Foto de Paulete Matos.
Foto de Paulete Matos.

De acordo com o estudo, os “preços da habitação estão potencialmente sobrevalorizados” e, nos últimos cinco anos, o esforço necessário para pagar uma casa em Portugal tem vindo a aumentar. Entre 2013 e 2017, o número de anos necessários para uma família conseguir pagar a totalidade de uma casa subiu de perto de nove para os atuais dez anos. Portugal equipara-se a países como Itália ou Bélgica.

O documento apresenta não só dados de todos os estados-membros da União Europeia, como também de outros países, como os Estados Unidos, Rússia, Canadá ou Japão.

Nos EUA são necessários menos de quatro anos de salários para garantir a aquisição de uma casa. Em 2013 eram necessários apenas três. Já na Rússia é preciso reunir os rendimentos auferidos em mais de anos de salários para comprar casa. Hong Kong é um caso extremo, sendo que nem sequer foi possível inclui-lo na tabela, já que ali o metro quadrado está avaliado em mais de 30 mil euros.

Na maioria dos países analisados (75%) são necessários oito a 12 anos das famílias para adquirir uma habitação.

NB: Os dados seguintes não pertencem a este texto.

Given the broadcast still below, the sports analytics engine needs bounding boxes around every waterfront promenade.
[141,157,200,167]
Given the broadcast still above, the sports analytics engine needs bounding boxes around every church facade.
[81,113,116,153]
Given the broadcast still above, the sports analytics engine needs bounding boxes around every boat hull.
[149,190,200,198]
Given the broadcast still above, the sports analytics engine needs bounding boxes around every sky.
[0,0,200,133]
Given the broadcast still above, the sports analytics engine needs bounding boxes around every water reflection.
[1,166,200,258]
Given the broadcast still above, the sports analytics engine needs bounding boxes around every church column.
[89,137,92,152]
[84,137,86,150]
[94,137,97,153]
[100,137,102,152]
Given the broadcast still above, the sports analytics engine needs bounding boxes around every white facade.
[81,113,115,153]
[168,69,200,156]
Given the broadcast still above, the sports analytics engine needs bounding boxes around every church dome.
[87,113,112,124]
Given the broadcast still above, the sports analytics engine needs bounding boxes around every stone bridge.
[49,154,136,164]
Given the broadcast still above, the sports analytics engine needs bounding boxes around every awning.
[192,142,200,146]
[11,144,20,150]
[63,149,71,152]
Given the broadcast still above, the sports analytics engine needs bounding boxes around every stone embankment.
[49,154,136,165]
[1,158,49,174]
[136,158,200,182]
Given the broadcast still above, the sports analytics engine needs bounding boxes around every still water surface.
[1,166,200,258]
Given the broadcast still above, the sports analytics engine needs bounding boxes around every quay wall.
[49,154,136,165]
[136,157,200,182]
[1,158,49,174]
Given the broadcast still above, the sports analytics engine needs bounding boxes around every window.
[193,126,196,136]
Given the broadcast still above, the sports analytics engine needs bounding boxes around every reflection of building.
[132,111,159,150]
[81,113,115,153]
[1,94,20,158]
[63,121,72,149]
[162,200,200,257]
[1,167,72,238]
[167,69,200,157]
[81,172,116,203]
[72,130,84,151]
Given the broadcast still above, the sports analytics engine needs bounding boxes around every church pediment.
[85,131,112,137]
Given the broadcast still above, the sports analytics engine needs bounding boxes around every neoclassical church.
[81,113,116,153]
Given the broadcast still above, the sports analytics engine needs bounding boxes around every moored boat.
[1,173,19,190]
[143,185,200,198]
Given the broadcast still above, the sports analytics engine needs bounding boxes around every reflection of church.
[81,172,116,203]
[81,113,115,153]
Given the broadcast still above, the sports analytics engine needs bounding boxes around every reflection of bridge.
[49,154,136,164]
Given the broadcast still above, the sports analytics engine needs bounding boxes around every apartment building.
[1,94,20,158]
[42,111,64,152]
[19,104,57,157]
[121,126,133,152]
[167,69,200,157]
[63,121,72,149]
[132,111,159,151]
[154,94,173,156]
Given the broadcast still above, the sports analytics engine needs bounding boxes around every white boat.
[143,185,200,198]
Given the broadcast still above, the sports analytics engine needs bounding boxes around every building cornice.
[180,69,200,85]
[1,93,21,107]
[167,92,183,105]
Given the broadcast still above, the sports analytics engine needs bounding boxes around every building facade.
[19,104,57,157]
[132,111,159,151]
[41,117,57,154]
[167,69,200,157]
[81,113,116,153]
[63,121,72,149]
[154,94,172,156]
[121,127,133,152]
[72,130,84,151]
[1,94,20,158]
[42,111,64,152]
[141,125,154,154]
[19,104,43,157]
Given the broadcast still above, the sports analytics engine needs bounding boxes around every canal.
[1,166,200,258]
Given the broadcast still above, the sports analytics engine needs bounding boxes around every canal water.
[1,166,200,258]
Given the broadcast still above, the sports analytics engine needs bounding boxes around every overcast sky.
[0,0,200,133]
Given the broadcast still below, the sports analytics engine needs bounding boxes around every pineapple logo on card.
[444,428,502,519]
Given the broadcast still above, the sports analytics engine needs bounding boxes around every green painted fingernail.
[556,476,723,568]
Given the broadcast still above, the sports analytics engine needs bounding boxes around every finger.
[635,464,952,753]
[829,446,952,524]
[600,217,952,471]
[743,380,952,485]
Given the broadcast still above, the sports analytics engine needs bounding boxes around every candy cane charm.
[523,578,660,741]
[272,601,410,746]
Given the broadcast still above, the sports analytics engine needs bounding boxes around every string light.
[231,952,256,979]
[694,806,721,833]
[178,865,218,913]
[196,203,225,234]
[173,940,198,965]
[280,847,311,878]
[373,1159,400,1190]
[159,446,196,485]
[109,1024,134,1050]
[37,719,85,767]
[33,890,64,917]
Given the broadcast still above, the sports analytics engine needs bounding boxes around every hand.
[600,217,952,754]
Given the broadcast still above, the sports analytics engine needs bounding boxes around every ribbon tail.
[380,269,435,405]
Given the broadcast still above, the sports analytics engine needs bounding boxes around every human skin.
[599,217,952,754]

O estudo usou como referência uma casa de 100 metros quadrados e recorreu a milhares de anúncios de venda de casas publicados em portais de imobiliário, bem como, no caso de Portugal, aos números oficiais do Instituto Nacional de Estatística (INE), chegando a um valor de referência para o metro quadrado no país de 1339 euros em 2017.

Preços das casas continuam a escalar

De acordo com os números oficiais do INE, os preços das casas em Portugal continuam a escalar. Conforme assinala o Dinheiro Vivo, o preço mediano do metro quadrado ascendeu a mais de mil euros no primeiro trimestre de 2019. Desde que o INE publica estes dados, é a primeira vez que tal acontece. Em todo o território nacional, os preços subiram 6,4% nos primeiros três meses do ano face ao período homólogo

Os concelhos do Porto e a Amadora lideraram o pódio, com aumentos de 22% em 12 meses.